Betreff: „Tahsins Beschneidungsfest“



Sehr geehrte Damen und Herren,

wie ich Ihrer Programmankündigung entnehme, planen sie für den 19. Januar die Ausstrahlung der Sendung „Tahsins Beschneidungsfest“  Diese Sendung ist aus mehrerlei Hinsicht mehr als problematisch!

Am 12. Dezember 2012 beschloss der deutsche Bundestag, entgegen einer Bevölkerungsmehrheit, die Beschneidung von Jungen straffrei zu stellen (§ 1631 d BGB). Eine zum größten Teil fundierte und fern von genereller Religionsablehnung, Antisemitismus und Antiislamismus geführte öffentliche Diskussion wurde vom Bundestag und der Ethikkommission des Bundestages ignoriert. Seit dem ist viel passiert, unter anderem das strafrechtliche Verbot der Verstümmelung weiblicher Genitalien (§226 a StGB).

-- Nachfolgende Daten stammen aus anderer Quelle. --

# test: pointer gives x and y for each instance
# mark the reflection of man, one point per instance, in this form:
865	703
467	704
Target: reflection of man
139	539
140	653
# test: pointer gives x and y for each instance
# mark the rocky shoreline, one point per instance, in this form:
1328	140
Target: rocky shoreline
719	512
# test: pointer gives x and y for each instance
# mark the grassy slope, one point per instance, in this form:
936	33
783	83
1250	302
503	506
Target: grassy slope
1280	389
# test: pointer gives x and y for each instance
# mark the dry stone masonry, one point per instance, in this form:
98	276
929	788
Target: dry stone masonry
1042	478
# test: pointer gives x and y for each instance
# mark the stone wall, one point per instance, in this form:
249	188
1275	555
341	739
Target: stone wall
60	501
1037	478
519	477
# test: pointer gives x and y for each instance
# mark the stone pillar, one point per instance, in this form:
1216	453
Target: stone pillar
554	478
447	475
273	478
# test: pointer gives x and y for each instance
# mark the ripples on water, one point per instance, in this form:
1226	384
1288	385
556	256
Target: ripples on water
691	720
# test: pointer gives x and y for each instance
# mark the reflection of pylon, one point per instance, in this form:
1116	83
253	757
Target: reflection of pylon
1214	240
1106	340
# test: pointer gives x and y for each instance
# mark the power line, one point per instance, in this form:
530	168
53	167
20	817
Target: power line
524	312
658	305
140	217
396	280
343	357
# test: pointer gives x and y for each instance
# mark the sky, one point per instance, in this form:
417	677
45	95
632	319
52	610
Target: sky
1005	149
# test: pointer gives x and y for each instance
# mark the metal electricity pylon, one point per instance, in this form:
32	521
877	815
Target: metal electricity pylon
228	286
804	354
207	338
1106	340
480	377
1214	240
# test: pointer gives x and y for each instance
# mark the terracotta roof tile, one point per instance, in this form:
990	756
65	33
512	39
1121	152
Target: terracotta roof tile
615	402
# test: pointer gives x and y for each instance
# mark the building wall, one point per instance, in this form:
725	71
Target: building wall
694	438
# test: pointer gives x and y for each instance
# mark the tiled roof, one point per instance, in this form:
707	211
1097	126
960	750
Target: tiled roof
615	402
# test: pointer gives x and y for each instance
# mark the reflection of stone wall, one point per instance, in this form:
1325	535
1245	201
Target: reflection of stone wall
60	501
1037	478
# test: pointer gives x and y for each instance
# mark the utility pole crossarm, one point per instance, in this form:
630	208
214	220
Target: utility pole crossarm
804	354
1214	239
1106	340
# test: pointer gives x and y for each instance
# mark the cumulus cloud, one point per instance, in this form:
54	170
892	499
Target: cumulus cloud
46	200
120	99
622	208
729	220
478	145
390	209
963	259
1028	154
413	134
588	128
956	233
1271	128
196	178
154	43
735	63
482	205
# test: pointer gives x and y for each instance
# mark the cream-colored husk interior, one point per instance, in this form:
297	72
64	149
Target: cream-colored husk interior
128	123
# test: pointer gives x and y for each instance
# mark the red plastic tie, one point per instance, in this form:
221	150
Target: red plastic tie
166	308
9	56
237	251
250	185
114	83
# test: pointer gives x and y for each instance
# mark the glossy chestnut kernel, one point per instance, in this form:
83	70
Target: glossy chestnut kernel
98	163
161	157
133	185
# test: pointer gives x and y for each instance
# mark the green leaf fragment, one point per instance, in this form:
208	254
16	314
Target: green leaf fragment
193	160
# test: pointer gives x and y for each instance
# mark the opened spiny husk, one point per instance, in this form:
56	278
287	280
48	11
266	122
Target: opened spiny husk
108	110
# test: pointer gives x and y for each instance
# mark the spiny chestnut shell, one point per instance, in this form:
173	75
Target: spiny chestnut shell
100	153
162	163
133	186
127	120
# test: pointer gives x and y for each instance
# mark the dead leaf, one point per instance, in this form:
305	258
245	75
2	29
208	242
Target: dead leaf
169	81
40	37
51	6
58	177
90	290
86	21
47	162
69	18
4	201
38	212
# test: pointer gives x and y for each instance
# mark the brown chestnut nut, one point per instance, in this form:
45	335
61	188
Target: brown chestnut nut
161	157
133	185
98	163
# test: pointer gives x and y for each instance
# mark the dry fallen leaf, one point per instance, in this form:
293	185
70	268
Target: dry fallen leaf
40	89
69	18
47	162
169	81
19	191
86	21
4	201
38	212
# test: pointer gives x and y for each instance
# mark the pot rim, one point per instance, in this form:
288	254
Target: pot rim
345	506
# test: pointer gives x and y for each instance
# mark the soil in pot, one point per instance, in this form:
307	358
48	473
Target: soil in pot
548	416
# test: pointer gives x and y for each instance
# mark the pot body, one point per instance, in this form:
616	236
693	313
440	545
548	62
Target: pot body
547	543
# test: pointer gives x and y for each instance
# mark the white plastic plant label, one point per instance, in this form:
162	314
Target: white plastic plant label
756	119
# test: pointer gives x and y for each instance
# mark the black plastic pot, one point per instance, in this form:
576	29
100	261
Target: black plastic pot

Dieses und andere Ereignisse haben die Diskussion um männliche Beschneidung/Genitalverstümmelung bis heute nicht zum Erliegen gebracht. So gibt es z B. diverse Stellungnahmen vom „Bundesverband der Kinder- und Jugendärzte“ der die Beschneidung von Jungen rundweg ablehnt [1]. Aber auch auf die gleichwertige Funktion der Penisvorhaut und der Klitorisvorhaut wird hingewiesen [2].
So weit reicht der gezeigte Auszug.